Nevertheless Bermuda has not been assessed as adequate by the European Commission for data protection purposes and so European data controllers wishing to transfer personal data to the island must ensure compliance with their obligations under the eighth data protection principle, for example, by coming to their own conclusions as to adequacy in the particular circumstances pertaining, by using EC standard contracts or by ensuring that data subjects have consented to the transfer and use of their personal data.

British Virgin Islands

There are no specific data protection laws in the BVI so unsurprisingly it has not been assessed as adequate by the European Commission. Accordingly, European data controllers transferring personal data to BVI must again be conscious of their obligations under the eighth data protection principle.

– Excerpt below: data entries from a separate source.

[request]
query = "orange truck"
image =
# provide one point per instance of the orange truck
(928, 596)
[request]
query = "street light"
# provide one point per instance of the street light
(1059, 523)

Similarly there are no specific data protection laws in Cayman. Notably it has two parallel and complementary regimes for the protection of confidential information. The Confidential Relationships (Preservation) Law (1995 Revision) imposes criminal sanctions for the disclosure of particular types of confidential information in certain circumstances whereas the rules of common law and equity provide civil remedies for wrongful disclosures. So once more data controllers transferring personal data to Cayman will need to consider the eighth data protection principle.

While some jurisdictions such as Mauritius and Hong Kong have sophisticated data protection legislation, most others do not. So the eight data protection principle will be relevant to the transfer of most personal data offshore.

The content of this article is intended to provide a general guide to the subject matter. Specialist advice should be sought about your specific circumstances.